Monday, October 31, 2011

Joining.

I've never been a joiner. I tend toward the skeptical, and I distrust inflammatory rhetoric. I don't like crowds. I am not an anarchist. Nothing frustrates me like a dearth of rhetorical clarity. I tend -- by both disposition and conviction -- toward reform rather than revolution. And so this past month I watched -- like most people like me -- with skepticism, some trepidation, and a vanishingly small amount of hope as the Occupy movement spread through the country and the media. I supported where I could, but mostly I watched. I read the internet voraciously. I watched as it grew from something easily dismissed into something less easily dismissed. I waited. I'm not sure what for. To see. To wait and see.

Then this past week something changed. Oakland happened. A friend said "revolution" to me, and I found myself really thinking about that seriously. The media tone changed, in both the professional and citizen coverage of the phenomenon. This has been a week of tiny earthquakes; it felt like yet another subtle tectonic shift. I let myself shift too.

I have always been convinced that we have an ethical imperative to act, even and especially in the face of terrible odds. As activists, one of the most important bulwarks we can employ against burnout and apathy is the sense that working hard to make things better carries with it an inherent good, regardless of outcome. It was never the hopeless-case aspect of the Occupy movement that held me back, but rather the potential inefficiency of sinking energy into chaos. Is this the right hole down which to throw my energy and effort? Is this the best way to fight a forever losing battle? This past week, the momentum of this movement has been such that I am finally ready to re-frame that question: Let's win this time. What do we need to do to win?

On Thursday, my partner and I slept out at Occupy SF for the first time. Even for just one night, it felt like saying "OK, I'm in." The night before we'd stayed at Justin Herman (Bradley Manning?) Plaza until after 4:00 AM, expecting a police raid that never came. Clustered in an amorphous group by the plaza's southern end, people began spontaneously calling out with their personal testimonies.
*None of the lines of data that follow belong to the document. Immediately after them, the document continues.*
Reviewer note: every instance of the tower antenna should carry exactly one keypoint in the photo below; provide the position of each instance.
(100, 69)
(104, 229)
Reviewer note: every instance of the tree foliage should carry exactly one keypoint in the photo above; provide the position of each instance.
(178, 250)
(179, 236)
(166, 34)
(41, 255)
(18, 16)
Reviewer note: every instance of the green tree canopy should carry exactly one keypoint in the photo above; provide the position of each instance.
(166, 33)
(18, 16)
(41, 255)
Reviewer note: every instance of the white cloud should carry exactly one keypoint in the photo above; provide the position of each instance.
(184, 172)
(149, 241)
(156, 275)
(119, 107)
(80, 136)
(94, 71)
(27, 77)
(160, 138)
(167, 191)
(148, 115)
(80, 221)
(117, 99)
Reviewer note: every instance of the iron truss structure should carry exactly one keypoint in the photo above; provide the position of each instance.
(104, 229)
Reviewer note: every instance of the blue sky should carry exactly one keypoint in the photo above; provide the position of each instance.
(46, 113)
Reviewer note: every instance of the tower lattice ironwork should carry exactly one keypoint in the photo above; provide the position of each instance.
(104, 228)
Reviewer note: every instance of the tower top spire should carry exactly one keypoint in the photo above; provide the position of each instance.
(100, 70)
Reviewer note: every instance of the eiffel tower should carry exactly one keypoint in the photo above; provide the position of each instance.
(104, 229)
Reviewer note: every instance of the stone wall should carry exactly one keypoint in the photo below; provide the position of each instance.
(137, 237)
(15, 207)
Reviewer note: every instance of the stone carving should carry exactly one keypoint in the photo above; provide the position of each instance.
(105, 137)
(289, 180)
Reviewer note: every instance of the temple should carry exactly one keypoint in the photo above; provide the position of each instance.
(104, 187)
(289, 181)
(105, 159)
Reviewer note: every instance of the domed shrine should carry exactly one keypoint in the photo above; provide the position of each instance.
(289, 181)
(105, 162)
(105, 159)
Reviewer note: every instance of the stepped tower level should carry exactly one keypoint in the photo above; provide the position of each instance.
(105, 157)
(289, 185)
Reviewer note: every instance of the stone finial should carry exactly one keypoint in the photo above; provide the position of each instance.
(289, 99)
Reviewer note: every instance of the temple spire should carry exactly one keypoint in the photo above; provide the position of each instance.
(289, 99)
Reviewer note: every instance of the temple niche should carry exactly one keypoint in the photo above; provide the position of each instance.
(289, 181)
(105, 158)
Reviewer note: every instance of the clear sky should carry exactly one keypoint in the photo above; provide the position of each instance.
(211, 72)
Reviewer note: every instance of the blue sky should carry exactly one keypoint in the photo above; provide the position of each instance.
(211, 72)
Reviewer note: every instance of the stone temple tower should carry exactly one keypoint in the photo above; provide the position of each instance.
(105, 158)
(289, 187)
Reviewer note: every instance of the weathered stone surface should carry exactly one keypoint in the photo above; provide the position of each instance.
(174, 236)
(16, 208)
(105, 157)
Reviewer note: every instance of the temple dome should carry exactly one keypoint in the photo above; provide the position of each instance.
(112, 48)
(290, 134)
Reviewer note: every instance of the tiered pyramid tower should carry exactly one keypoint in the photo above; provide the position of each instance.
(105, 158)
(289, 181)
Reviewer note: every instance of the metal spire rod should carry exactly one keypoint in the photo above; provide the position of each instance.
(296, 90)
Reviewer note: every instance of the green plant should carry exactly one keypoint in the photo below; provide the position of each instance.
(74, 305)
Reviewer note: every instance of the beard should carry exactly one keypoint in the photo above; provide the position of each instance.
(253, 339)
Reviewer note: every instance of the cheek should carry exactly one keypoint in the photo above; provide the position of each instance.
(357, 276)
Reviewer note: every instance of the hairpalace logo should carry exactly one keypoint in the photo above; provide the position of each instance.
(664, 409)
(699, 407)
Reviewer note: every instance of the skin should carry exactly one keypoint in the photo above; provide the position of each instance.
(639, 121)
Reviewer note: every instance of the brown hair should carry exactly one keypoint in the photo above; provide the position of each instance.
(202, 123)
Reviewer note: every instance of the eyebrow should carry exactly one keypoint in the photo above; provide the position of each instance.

One woman spoke about the cruelty and waste of California's prison system, another about standing up for the children being robbed of a decent education. One man talked about being a veteran, another about the imperative of climate change. They used the "people's mic," speaking in short, choppy bursts that were easily repeated and spread from one listener to another.

"I'm here/Because I'm fucking queer."

"I'm here/Because when I went to college/It was free."

"I'm here/Because you all are beautiful."

"Because I believe/That we can decide for ourselves/What kind of world/We all want to live in."

The short format isn't my strength, so I didn't speak up. But I might have said this: I'm here. Because all my life. I have been angry. And hopeless. But it's time now. To be angry and hopeful. It's time now. To be angry and win.